Harold Bauer não era apenas um pianista. Ele era uma ponte.

Nascido em Kingston-on-Thames, Inglaterra, em 28 de abril de 1873, Bauer passou a vida abrangendo dois mundos. Ele era britânico de nascimento. Americano por opção. Ele se tornou cidadão americano em 1921, mas seu verdadeiro legado foi musical. Ele apresentou ao público americano os sons de Claude Debussy. Maurício Ravel. César Franck.

A maioria das pessoas nos EUA não tinha ouvido esses compositores antes de Bauer aparecer. Ele mudou o jogo.

Das cordas do violino às teclas do piano

Aqui está a parte estranha. Bauer começou tocando violino. Ele foi violinista concertista até os 19 anos. Depois mudou. Ele pegou o piano.
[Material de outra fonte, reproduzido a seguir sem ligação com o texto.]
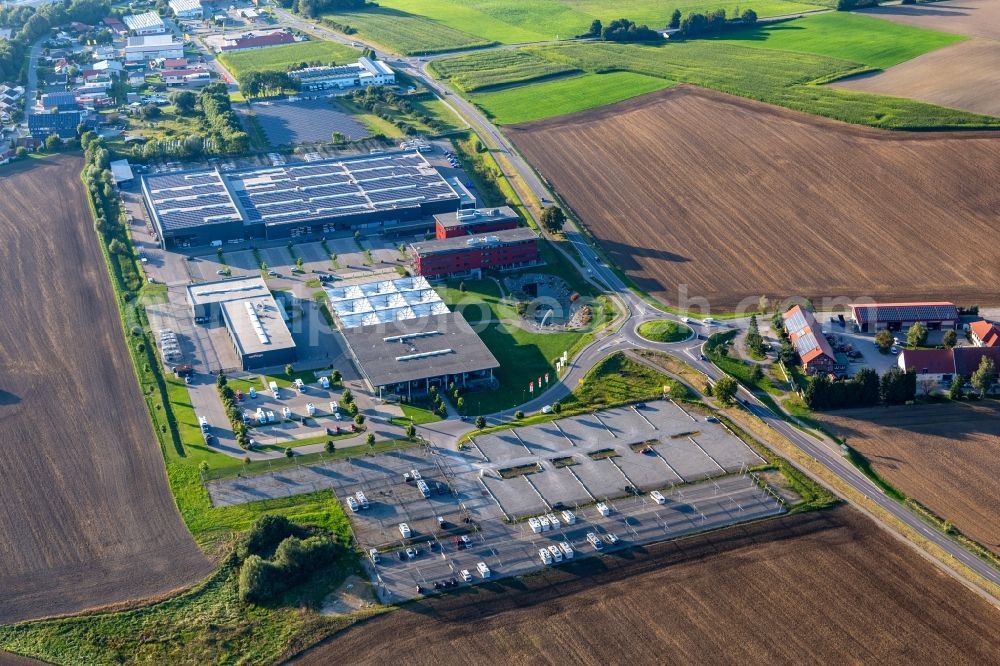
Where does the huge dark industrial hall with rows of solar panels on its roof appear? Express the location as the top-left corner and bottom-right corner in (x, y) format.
(142, 151), (475, 248)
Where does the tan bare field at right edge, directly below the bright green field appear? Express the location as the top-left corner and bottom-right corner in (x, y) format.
(831, 39), (1000, 116)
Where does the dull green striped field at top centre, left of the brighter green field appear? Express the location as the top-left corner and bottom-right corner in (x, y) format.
(323, 5), (495, 55)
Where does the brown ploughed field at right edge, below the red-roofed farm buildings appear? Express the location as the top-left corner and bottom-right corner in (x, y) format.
(819, 402), (1000, 553)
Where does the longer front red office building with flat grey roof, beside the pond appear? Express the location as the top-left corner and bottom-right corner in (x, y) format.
(410, 227), (538, 277)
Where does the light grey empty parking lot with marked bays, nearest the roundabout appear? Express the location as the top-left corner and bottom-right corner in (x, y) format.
(473, 401), (763, 518)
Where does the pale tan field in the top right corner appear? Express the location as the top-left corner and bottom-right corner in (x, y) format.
(858, 0), (1000, 40)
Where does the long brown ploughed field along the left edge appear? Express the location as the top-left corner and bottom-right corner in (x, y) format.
(0, 157), (212, 623)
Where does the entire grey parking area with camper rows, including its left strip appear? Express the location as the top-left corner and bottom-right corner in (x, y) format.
(209, 402), (784, 601)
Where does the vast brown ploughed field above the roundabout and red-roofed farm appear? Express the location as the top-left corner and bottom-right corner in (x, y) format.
(507, 86), (1000, 310)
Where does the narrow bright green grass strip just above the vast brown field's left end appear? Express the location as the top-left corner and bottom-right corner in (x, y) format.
(471, 72), (673, 125)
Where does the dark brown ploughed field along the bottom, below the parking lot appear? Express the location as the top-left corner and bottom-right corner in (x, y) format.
(294, 507), (1000, 666)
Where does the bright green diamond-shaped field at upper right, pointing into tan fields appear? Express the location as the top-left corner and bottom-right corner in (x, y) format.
(720, 12), (967, 69)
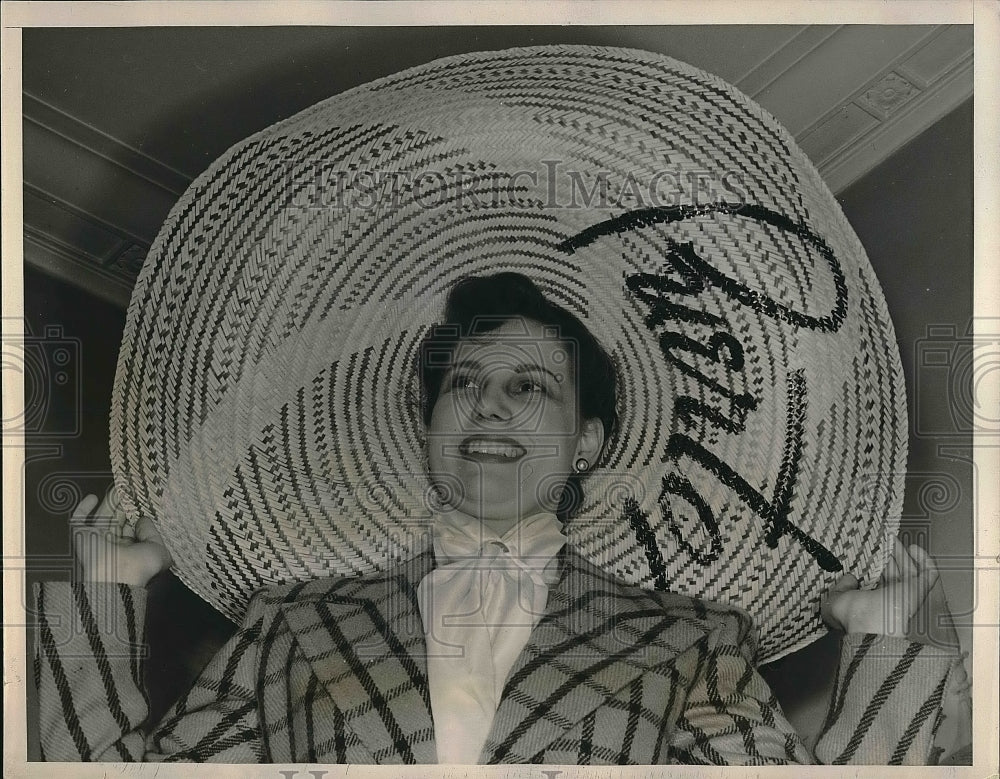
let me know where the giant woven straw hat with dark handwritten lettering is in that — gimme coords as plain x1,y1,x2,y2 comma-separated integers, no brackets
112,46,905,657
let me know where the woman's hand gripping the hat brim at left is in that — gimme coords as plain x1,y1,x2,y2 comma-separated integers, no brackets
70,491,173,587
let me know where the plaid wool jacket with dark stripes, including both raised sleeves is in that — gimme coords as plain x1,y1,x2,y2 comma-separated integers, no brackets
35,551,954,765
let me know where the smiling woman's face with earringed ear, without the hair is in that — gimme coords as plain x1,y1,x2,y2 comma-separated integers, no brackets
427,318,604,530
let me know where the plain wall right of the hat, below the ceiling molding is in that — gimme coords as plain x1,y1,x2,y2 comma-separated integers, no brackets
839,100,968,649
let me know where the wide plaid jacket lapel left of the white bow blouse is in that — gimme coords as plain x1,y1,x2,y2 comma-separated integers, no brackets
282,552,437,763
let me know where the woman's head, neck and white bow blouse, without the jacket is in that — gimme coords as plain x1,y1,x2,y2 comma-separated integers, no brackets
417,273,615,763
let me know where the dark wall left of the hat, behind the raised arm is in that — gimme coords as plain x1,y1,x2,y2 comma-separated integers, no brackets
23,268,232,759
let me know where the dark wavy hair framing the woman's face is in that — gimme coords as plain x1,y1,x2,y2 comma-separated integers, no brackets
419,272,618,519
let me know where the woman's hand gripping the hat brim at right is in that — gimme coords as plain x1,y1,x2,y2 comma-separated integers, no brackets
820,538,947,638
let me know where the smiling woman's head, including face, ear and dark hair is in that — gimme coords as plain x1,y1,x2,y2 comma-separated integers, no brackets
420,273,618,526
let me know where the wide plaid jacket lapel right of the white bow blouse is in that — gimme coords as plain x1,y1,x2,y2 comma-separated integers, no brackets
480,552,701,763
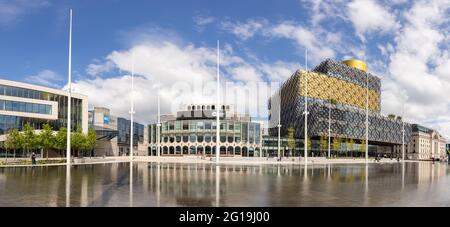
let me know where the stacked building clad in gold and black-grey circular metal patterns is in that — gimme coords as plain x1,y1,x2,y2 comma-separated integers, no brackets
269,59,411,146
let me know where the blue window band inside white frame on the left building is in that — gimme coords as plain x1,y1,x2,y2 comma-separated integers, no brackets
0,100,52,115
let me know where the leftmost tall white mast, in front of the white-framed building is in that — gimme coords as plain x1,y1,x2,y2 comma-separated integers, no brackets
66,9,72,165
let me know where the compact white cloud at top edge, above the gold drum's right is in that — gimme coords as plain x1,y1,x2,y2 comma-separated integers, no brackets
348,0,398,40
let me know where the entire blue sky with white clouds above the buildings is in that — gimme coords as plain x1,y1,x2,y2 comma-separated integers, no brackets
0,0,450,138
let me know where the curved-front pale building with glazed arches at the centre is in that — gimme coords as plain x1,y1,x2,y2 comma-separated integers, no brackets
148,105,262,157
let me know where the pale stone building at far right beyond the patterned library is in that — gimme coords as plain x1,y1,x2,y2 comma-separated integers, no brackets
407,124,446,160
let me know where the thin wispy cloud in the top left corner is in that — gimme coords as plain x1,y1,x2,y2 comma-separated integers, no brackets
0,0,50,26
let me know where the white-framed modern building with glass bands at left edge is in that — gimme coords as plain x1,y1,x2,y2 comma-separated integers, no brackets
0,79,88,141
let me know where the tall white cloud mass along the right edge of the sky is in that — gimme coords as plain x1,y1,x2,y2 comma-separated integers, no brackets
382,1,450,138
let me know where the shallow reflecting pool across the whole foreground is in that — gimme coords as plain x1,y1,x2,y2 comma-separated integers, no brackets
0,162,450,206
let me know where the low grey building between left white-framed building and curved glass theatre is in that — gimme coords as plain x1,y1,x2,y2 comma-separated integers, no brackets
89,107,147,156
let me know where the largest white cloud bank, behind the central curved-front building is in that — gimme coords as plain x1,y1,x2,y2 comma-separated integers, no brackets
73,36,293,123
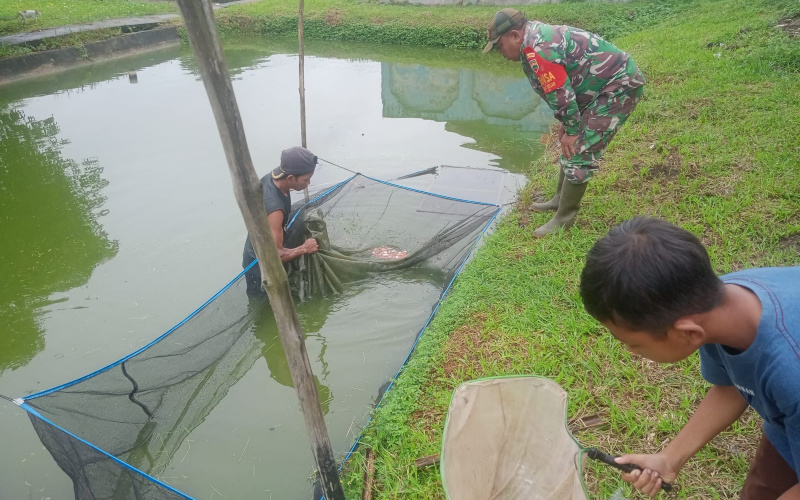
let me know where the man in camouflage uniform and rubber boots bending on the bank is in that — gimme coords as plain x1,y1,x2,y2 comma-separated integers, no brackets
483,8,644,237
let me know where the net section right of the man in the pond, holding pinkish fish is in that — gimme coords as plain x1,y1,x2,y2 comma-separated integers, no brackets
285,176,497,299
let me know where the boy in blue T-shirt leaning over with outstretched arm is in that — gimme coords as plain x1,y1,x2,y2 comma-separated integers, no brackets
580,217,800,500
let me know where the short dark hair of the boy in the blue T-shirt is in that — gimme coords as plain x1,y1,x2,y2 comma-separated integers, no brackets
580,216,724,336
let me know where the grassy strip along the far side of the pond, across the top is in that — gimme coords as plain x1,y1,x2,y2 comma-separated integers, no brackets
0,0,692,58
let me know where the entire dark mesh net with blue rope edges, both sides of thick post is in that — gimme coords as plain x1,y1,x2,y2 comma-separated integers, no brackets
22,176,499,500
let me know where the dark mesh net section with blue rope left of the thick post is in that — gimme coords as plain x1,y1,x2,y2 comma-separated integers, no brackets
20,278,259,500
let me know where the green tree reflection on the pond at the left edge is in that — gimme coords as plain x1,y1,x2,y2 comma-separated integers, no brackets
0,107,117,373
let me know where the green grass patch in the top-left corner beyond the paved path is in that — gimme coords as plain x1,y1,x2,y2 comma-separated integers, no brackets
0,0,178,35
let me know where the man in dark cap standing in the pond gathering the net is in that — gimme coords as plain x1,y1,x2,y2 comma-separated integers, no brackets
242,147,319,293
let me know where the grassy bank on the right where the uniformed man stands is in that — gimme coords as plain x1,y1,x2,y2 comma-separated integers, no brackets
328,0,800,499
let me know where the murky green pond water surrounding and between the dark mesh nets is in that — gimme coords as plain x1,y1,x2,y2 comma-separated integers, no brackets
0,39,552,499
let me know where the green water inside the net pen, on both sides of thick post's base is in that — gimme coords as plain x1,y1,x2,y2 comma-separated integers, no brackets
144,270,444,498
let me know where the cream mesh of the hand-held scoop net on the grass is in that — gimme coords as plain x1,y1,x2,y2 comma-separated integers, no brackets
441,377,588,500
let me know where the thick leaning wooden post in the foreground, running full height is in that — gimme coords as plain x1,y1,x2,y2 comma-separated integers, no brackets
178,0,344,500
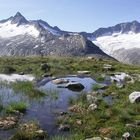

Ele foi quase totalmente autodidata em ambos os instrumentos. Sem treinamento em conservatório. Nenhuma estrutura acadêmica rígida. Só ele, o instrumento e sua própria cabeça.

Ele começou a fazer grandes turnês em 1893. Quando se estabeleceu nos Estados Unidos, ele já era um veterano dos palcos. Seu estilo de jogo era uma mistura. Tinha a paixão do Romantismo do século XIX. Mas também teve a contenção do século XX.

Os críticos notaram sua sensibilidade. Eles gostaram de sua abordagem livre à nota impressa. Ele não apenas tocou o que estava escrito. Ele interpretou isso. E ele fez isso sem ego. Isso era raro naquela época.

Um espírito colaborativo

Bauer não era um solista que exigia holofotes. Ele prosperou em grupos. Ele frequentemente aparecia em trios. Ele tocou com Pablo Casals. Ele tocou com Fritz Kreisler.

Ele também deu recitais conjuntos. Jacques Thibaud, o violinista, era um parceiro frequente. A música deles juntos era firme. Foi conversacional. Não se tratava de quem tocava mais alto. Era sobre quem ouvia melhor.

Além do repertório padrão

Seu repertório era profundo. Isso remonta a séculos. Ele tocou obras dos séculos XVII e XVIII. Ele tocava cravo. Ele tocava clavicórdio. Poucos pianistas faziam isso no início do século XX. Ele trouxe práticas históricas de performance para a era moderna.

Ele também transcreveu muitas obras para piano. Se uma peça existisse em outra forma, Bauer provavelmente a fez funcionar no teclado. Ele era curador de som.

Ele escreveu uma autobiografia. Harold Bauer: His Book foi lançado em 1948. É um registro de sua vida. Seus pensamentos. Sua jornada da Inglaterra para a Flórida.

Ele morreu em Miami em 12 de março de 1951.

Mas a música que ele trouxe? Isso ficou. O impressionismo de Debussy. Texturas de Ravel. As estruturas de Franck. Bauer plantou essas sementes. Os americanos os regaram. Eles se tornaram uma parte padrão da nossa paisagem musical.

Alguém mais fez melhor? Talvez. Mas ninguém fez isso antes. Ou com olhos tão claros.

Ele deixou um catálogo de gravações. E uma reputação de jogar que parecia inevitável. Como se as notas estivessem sempre lá. Esperando para ser encontrado.